At a series of lengthy and bad-tempered meetings, which lasted for most of Thursday and ended late into the evening, Scottish Rugby's chief executive Mark Dodson – who was described by one insider as being "in a state of apoplexy" - and chief operating officer Dominic McKay were fighting to ensure that their final pool game goes ahead.
The Scots' preferred outcome is to move the game back by 24 hours from its current time of 7.45pm on Sunday in Yokohama, to Monday at the same time. They stress that by then Typhoon Hagibis – whose arrival has already caused two games to be cancelled – is expected to have passed. If, however, their game is cancelled and the result declared a draw, the Scots will almost certainly be eliminated from the tournament at the pool stage.
That unconscionable outcome moved a step nearer on Thursday when Italy's match against New Zealand on Saturday 12th October, in which the Azzurri needed a bonus point win to advance to the quarter-finals, was summarily cancelled without any prior warning. The Italian coach Conor O'Shea and captain Sergio Parisse were in Tokyo waiting to announce their team to play the All Blacks at 1pm when they received an email at 12.59pm of the draft press release announcing that the game had been cancelled. A senior source in the Scotland squad who spoke to the Italians said that they team management were "utterly heartbroken" by the decision.

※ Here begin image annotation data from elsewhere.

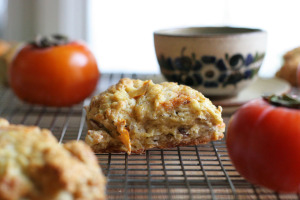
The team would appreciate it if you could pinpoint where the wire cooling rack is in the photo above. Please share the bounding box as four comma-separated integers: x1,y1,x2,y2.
0,74,300,200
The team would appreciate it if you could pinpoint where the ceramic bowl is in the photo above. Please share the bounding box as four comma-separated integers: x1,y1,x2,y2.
154,27,267,97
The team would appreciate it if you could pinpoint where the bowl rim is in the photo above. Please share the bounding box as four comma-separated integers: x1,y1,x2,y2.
153,26,266,38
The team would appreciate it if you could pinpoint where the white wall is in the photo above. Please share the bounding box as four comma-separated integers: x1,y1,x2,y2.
88,0,300,76
3,0,87,41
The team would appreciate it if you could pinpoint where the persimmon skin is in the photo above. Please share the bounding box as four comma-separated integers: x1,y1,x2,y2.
8,41,100,107
226,99,300,193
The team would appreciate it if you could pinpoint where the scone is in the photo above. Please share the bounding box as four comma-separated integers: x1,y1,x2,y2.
276,47,300,86
0,119,106,200
85,78,225,154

In a development that seems sure to cloud the rest of the tournament and have ramifications way into the future, insiders claim that the match between the All Blacks and Italy could have been postponed until Monday, but that the All Blacks were not willing to consider a turnaround of just five days between their final pool game and their quarter-final, which is due to be played on Saturday 19th October.
With England versus France also being postponed, also affecting the possible outcome in Pool C, tournament director Alan Gilpin is now insisting that a precedent has been set and that a "one size fits all" approach is the only fair way to proceed.

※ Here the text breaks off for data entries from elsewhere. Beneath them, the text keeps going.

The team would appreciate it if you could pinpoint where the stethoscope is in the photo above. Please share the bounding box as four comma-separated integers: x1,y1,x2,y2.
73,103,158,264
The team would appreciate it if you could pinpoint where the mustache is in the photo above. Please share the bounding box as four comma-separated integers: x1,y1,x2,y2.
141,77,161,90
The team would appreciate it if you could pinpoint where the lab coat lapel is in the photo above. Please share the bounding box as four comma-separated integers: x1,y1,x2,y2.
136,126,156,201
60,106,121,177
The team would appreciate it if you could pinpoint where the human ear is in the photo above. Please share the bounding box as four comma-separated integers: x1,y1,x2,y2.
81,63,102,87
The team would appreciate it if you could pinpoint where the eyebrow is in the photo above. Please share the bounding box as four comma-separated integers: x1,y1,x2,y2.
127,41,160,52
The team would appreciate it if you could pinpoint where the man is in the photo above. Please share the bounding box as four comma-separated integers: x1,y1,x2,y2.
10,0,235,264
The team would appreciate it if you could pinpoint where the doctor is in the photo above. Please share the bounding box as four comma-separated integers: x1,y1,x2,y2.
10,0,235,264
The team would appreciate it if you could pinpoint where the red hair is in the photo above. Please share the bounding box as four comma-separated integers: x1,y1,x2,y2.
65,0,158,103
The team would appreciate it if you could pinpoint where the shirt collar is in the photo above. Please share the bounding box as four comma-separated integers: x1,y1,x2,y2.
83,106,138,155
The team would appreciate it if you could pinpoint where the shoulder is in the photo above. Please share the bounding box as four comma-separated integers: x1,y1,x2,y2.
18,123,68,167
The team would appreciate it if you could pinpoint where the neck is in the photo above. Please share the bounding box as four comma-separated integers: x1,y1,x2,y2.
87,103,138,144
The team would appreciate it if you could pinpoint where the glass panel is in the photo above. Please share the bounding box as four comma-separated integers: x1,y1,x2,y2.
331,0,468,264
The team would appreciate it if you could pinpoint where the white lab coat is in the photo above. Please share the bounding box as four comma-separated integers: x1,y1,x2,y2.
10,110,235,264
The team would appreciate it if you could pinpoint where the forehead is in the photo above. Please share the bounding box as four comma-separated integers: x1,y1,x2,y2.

Describing the situation as "shambolic" and "embarrassing", a senior spokesman for Scottish Rugby said that World Rugby's handling of the affair has been disgracefully poor, and that unless it comes to its sense and adheres to its own tournament regulations, the Union will have no choice but to take immediate legal action.
"We're willing to do whatever it takes to get this game [between Scotland and Japan] on," said the spokesman. "There are 10,000 Scotland supporters here to see their team play, and for the integrity of the sport and this tournament, we've got to find a way to deliver on our undertaking to stage this game.
"World Rugby said three or four months ago that they had contingency plans in place to address any problems or challenges that might occur, and we took them at their word. We now expect them to deploy those contingency plans and ensure this match goes ahead. The fans, players and everyone who loves rugby will demand nothing less. The whole situation is almost beyond belief."